CodePudding user response:
Try with np.where
with any
df['TypeAB _present'] = np.where(df[['A', 'B', 'C']].eq('Type AB').any(axis = 1 ), 'Present', '')
CodePudding user response:
Assuming you're using pandas and you're looking for the exact 'Type AB' tag from any of the columns.
df['TypeAB_present'] = df[['A', 'B', 'C']].apply(lambda row: 'Present' if 'Type AB' in row.values else '', axis=1)

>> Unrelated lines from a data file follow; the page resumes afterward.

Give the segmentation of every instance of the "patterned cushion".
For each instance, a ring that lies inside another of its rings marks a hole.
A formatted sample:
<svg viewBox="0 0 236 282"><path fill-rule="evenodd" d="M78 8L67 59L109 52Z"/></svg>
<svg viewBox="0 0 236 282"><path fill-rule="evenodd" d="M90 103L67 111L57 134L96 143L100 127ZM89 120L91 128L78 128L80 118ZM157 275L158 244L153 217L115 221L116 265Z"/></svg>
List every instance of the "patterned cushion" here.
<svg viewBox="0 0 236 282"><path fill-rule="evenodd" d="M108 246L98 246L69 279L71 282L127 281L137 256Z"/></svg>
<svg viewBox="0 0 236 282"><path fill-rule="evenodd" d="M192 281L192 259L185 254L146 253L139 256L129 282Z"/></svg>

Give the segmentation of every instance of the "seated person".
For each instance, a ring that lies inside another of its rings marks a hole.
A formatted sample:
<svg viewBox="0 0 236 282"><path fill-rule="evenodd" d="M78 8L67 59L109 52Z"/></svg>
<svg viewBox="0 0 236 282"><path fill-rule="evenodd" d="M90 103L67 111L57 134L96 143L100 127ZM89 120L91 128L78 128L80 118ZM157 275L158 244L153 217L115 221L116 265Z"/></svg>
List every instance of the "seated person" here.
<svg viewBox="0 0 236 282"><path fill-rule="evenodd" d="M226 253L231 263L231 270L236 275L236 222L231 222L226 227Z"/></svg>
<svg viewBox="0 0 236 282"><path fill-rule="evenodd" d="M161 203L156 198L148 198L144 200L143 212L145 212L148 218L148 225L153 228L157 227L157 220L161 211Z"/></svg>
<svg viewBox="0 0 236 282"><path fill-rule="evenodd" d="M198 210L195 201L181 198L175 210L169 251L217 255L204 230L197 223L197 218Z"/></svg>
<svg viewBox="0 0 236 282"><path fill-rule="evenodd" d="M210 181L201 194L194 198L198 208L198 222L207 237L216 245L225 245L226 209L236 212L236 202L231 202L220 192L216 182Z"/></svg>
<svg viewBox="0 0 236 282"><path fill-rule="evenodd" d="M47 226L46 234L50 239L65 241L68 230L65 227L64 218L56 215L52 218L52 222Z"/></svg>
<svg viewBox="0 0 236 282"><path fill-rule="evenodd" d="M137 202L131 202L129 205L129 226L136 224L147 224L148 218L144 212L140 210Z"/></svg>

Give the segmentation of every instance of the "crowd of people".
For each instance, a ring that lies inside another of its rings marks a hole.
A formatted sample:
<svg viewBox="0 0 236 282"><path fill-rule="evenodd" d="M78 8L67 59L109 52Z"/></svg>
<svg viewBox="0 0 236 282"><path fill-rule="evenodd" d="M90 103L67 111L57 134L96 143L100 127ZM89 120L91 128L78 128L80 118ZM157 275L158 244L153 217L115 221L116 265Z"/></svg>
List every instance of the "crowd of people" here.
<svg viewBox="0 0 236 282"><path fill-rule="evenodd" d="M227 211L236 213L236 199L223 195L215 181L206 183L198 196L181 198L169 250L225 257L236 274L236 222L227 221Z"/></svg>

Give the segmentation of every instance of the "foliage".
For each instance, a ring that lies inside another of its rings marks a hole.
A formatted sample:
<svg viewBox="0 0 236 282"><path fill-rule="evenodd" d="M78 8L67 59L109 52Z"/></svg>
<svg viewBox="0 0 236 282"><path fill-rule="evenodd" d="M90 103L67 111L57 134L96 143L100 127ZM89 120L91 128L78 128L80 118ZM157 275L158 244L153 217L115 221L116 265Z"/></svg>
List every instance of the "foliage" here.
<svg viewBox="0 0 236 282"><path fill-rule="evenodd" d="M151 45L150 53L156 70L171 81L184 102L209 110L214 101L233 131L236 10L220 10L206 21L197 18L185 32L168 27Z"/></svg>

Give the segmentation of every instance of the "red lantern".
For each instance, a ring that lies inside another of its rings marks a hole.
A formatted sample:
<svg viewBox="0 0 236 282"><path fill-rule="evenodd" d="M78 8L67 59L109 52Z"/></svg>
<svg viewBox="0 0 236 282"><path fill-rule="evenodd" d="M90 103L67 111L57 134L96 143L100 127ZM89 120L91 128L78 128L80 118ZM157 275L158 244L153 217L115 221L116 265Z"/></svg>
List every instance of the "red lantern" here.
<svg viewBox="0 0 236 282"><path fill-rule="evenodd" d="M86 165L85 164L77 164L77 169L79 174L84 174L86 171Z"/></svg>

CodePudding user response:
You can try this:
import pandas as pd
df = pd.DataFrame(
{
'ID': ['AB01', 'AB02', 'AB02', 'AB01', 'AB01'],
'Values': [57, 98, 87, 69, 98],
'A': ['Type A', 'Type B', 'Type B', 'Type B', 'Type AB'],
'B': [None, 'Type AB', None, 'Type A', None]
}
)
df.loc[(df[['A', 'B']] == 'Type AB').any(axis=1), 'C'] = 'Present'
df
Out
ID Values A B C
0 AB01 57 Type A None NaN
1 AB02 98 Type B Type AB Present
2 AB02 87 Type B None NaN
3 AB01 69 Type B Type A NaN
4 AB01 98 Type AB None Present
If your check is slightly more complicated than exact equality match, you can create a more robust mask for indexing. Here I'm checking to see if any of the strings in columns A or B contain the substring 'AB':
match_mask = df[['A', 'B']].apply(lambda x: x.str.contains('AB')).any(axis=1)
df.loc[match_mask, 'C'] = 'Present'